Part 4: Authors produce
compelling publishing projects —
Entrepreneurs market, successfully distribute publishing projects — at a profit
If you don’t actively promote and sell your work, you have a hobby, not a business enterprise.
Author Entrepreneurs, like Joe Vitale and Jack Canfield, certainly write about those topics for which they have a passion. They write about what inspires them and what they think will be helpful to their readers. Joe Vitale, Jack Canfield, Wayne Dyer, and T. Harv Eker KNOW their readership, and understand what will motivate that readership to buy their books.
After I realized I had the research and writing skills to produce viable publishing projects, I also recognized that I needed more information as to how to successfully market myself, and my publishing projects, if I wanted to develop residual income streams. In Secrets of the Millionaire Mind, T. Harv Eker tells his readers to find someone who is successful in the field you wish to master and model their behavior.
I signed up for Vitale and Canfield newsletters and marketing lists. I studied how they built interest for their latest projects. I also bought Vitale’s marketing books — I wanted to study an acknowledged “Master of Marketing and Self-Promotion”.
It was time well spent. I want to share a few of those ideas here.
The potential market for a book is a key factor in the decision process for all traditional publishers. If you have ever submitted a manuscript or book proposal to a mainstream publishing house, you are keenly aware of how target market considerations affect the probability of publication.
The issue of “who will by this book” is even more important to self-publishers.
Why? Well, for one thing, it’s your money and investment of time at risk.
From the inception of your publishing project, marketing must be a prime consideration. Before you commit to any print production expenses, you must have a firm marketing budget and implementation plan in place. In fact, your marketing program should start before your project has reached press. Publication promotion should start with the launch of the project.
For some self-published, Author Entrepreneurs the reality of working a marketing plan, hits when they hear the reverse beeper of the delivery truck as it is pulls up to the loading dock — the area formally known as their garage.
Author Entrepreneurs, who do not want to see several thousand unsold books every time they walk through garage, learn to instigate multiple guerrilla promotion techniques.
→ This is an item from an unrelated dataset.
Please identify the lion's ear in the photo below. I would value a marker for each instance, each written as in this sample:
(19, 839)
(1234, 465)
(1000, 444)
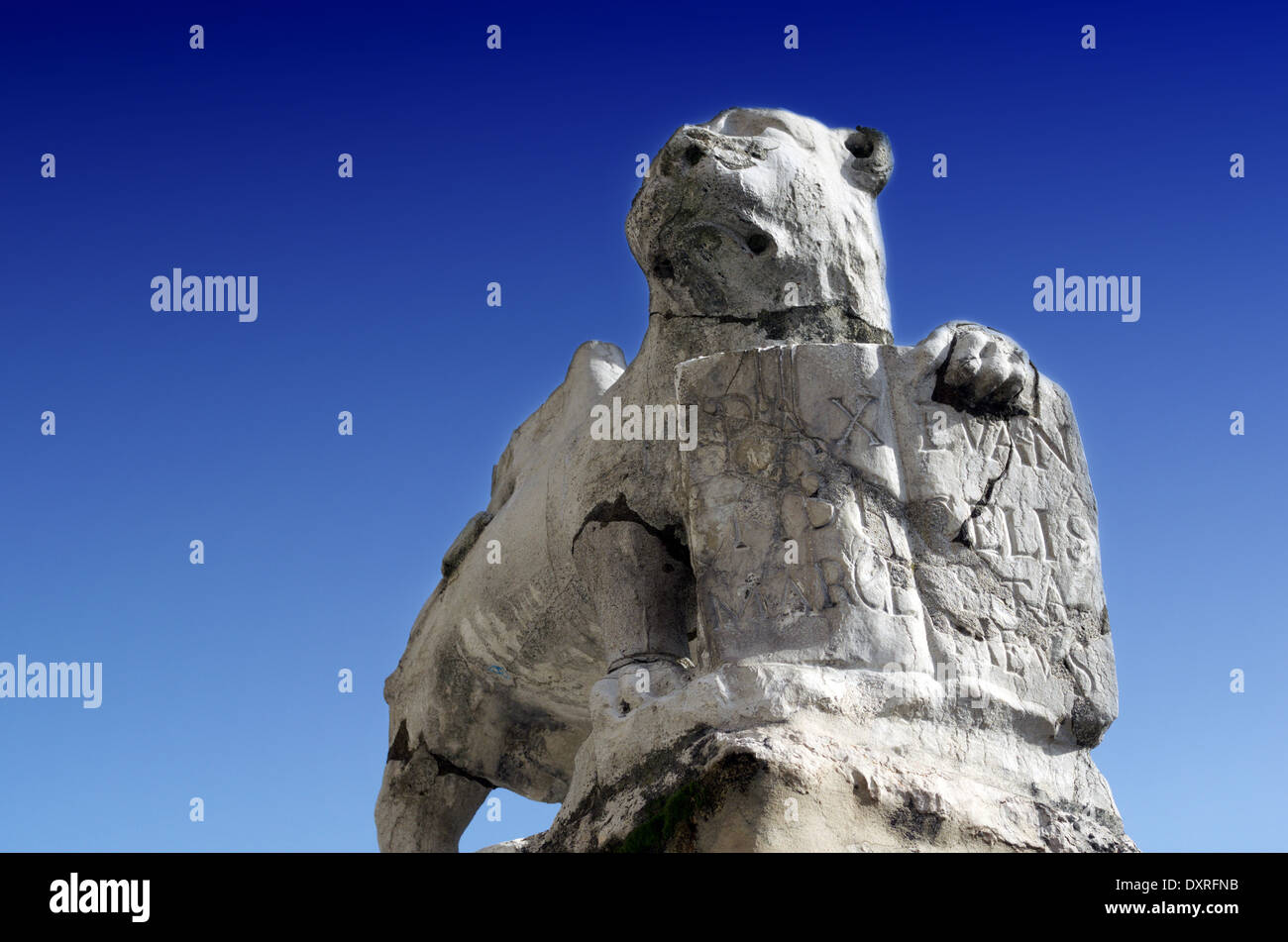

Having identified your target market…
Brainstorm the various ways you can reach them
As self-confessed folder-freak, I like to organize all my ideas by category. I also index the ideas on my computer. I also know that anal-retentive has a hyphen when used as a modifier, but I digress. Sample categories might consist of: magazines or catalogs your target market might read; press kits that include demographics and pricing; professional or membership organizations to reach your customers; on-line discussion groups; or newsletters. Consider how to effectively use social networking and viral marketing media to promote your publishing projects.
Consider co-ventures; look seriously at premium and cross-promotional ideas. An old friend, Roger Parker, produced a Graphic Design Basics book. He worked a deal with a newly formed trade association to include his book as a membership premium. His book was great incentive to join an, as yet, untried organization; and the positive word of mouth about his book helped push it to best-seller status. It was an all round win/win situation.
Potential clients are also potential partners. Several years ago I self published a technical manual — The Fundamentals of Desktop Publishing. The book had been developed to support training seminars my company taught through out the United States and Canada. A Fortune 500 executive saw the publication and negotiated a license to publish the manual as an internal training tool. Additionally, a training firm based in Sweden paid for publishing rights, in the UK, Norway and Sweden.
The enthusiastic endorsement of these two nationally recognized organizations, made it easier to sell the next manual.
If you feel that developing information products is a viable path to developing streams of residual income, you have to learn all you can about marketing your product and master the art of self promotion. Treat your publishing projects as you would any other business venture. Residual Income is the path to financial freedom.